Michael P. Reed, Reed J. Burgette, Katherine M. Scharer, Nathaniel Lifton, & Devin McPhillips

Published August 2, 2018, SCEC Contribution #8254, 2018 SCEC Annual Meeting Poster #257 (PDF)

Poster Image: 
The Santa Susana Fault (SSF) is a 38-km-long thrust fault that connects active faults along the margins of the Ventura and San Fernando basins within the Western Transverse Ranges of southern California. Despite proximity of the SSF to metropolitan areas, the slip rate on the SSF remains very uncertain; the highest rate (10 mm/yr) comes from structural reconstructions and the lowest rate (0.5 mm/yr) is an estimate based on the lack of fresh geomorphic offsets along its trace. Working towards a more robust late Quaternary slip rate, we have characterized the geology and topography of the SSF utilizing lidar datasets, photogrammetrically-derived DEMs from 1920-30s pre-development aerial photographs, and field surveying and mapping. We focused on an area along the west-central SSF north of Simi Valley where a set of alluvial fans is offset by the fault. Vertical separations are ~24 m for the fan surfaces, and a minimum of ~22 m for the underlying alluvium/bedrock contact. Age results from 36Cl cosmogenic nuclide depth profile samples of the offset fan surfaces will assist in correlating alluvial fan surfaces and yield the first late Quaternary slip rate for the SSF derived from modern chronologic techniques. The geomorphology of the footwall valley indicates a period of widespread incision followed by aggradation, producing flat-bottomed valleys inset into the alluvial fan margins. This history suggests a complex interaction between local tectonics and/or climatic changes, which we examine through quantitative analysis of stream channel geometry.

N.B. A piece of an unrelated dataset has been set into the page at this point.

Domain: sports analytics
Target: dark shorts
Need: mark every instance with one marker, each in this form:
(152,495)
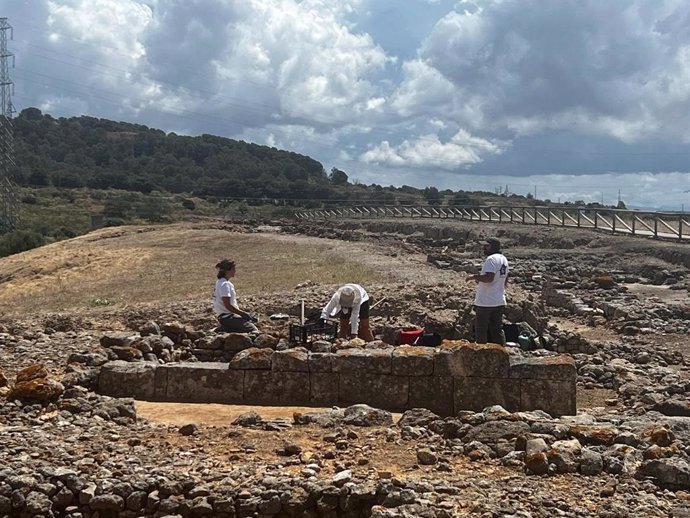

Preliminary analysis indicates a modest decrease in normalized channel steepness along the western half of the fault, which may reflect interactions with other faults to the south. Better understanding the tectonic regime, as well as constraining the slip rate for the SSF, will assist earthquake hazard forecasting for southern California and reveal the spatio-temporal patterns of sedimentation and erosion associated with tectonism for the Western Transverse Ranges.

Reed, M. P., Burgette, R. J., Scharer, K. M., Lifton, N., & McPhillips, D. (2018, 08). Geomorphic and structural mapping in pursuit of a slip rate for the Santa Susana Fault, Southern California. Poster Presentation at 2018 SCEC Annual Meeting.